Striking a free trade deal with the US may only deliver a 0.16 per cent boost to the UK economy over the next 15 years, failing to make up the expected loss in trade from leaving the EU, the government said on Monday.
Releasing its negotiating objectives for talks with Washington, the Department for International Trade claimed a trade pact could boost the UK economy by £15.3bn “in the long run”. The regions expected to benefit most from the deal, according to the government, are Scotland, the midlands and north east England.
The DIT said that such a deal could boost trade between 0.07% and 0.16% — prompting claims from some trade experts that the net effect would be negligible compared to the loss of trade resulting from leaving the EU’s single market and customs union. A cross-Whitehall study conducted in 2018 suggested that growth would be reduced by 2 to 8 per cent in the same period.
But a UK-US trade deal is seen by Brexiters as one of the biggest prizes from leaving the EU, strengthening transatlantic political and economic ties.
The government’s “negotiating objectives” document said the UK is focused on boosting trade for small and medium businesses. Although the primary focus of a potential deal is on goods trade, the UK is also hopeful of boosting trade in digital services and aims to strengthen ties on financial services.
The government is insistent that the UK will not open up its public services to US competition. Throughout the 180 page document, it states a dozen times that the National Health Service is “not on the table”, including the price paid for drugs and services it provides. It also seeks to maintain standards for consumers, environment and food production.
Liz Truss, the international trade secretary, said the UK will not compromise on standards in order to strike a deal. “If we don’t get the deal we want, we will be prepared to walk away, and that includes the red lines of food standards and the National Health Service,” she told the BBC.
According to the document, the UK is seeking primarily to reduce tariff barriers with the US. Trade experts said this suggested that Boris Johnson’s government has lowered its ambitions for a comprehensive trade deal owing to political constraints.
David Henig, director of the UK Trade Policy Project and a former UK government trade official, said striking a deal would be “tricky” owing to food and regulatory standards, along with the demands of American farmers.
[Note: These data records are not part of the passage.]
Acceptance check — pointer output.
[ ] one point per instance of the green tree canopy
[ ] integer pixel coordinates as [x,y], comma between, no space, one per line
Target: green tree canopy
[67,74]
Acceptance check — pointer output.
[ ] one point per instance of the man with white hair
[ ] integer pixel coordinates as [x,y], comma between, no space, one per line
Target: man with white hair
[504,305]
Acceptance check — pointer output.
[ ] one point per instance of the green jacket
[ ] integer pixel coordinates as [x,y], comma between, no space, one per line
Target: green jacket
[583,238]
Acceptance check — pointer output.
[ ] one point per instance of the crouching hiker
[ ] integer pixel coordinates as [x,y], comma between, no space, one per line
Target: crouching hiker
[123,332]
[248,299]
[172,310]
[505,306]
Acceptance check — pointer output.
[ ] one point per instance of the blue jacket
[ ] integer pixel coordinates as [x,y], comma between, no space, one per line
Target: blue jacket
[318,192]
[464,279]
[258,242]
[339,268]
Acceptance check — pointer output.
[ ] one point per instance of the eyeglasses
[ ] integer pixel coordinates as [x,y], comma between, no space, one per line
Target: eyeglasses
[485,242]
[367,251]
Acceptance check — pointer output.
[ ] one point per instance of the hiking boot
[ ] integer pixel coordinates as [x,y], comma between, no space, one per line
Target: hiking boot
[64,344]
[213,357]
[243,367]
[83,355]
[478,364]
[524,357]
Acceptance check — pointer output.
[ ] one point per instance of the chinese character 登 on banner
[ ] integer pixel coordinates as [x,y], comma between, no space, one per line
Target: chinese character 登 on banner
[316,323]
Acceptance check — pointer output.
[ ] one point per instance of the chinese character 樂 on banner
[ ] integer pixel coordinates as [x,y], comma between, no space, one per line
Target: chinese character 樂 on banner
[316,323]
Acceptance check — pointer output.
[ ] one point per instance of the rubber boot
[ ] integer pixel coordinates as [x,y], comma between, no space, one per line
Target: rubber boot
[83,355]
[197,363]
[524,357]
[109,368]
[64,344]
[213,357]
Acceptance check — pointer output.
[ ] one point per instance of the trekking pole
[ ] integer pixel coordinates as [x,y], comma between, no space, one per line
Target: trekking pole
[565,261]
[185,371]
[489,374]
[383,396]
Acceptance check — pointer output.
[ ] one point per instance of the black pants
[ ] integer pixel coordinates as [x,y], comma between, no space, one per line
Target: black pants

“The UK is seeking a relatively unambitious trade deal with the US. It is definitely less ambitious than what was being talked about six months ago,” said Mr Henig. “The government appears to be just focusing on tariffs, there’s not much on financial services or services in general.”
Mr Henig added that the scope of the potential had been reduced. “No10 appears to have become worried about a US trade deal being seen as controversial. Now they’re seeking a deal, any deal, call it great and say we achieved what nobody said we could. It’s very Trumpian.”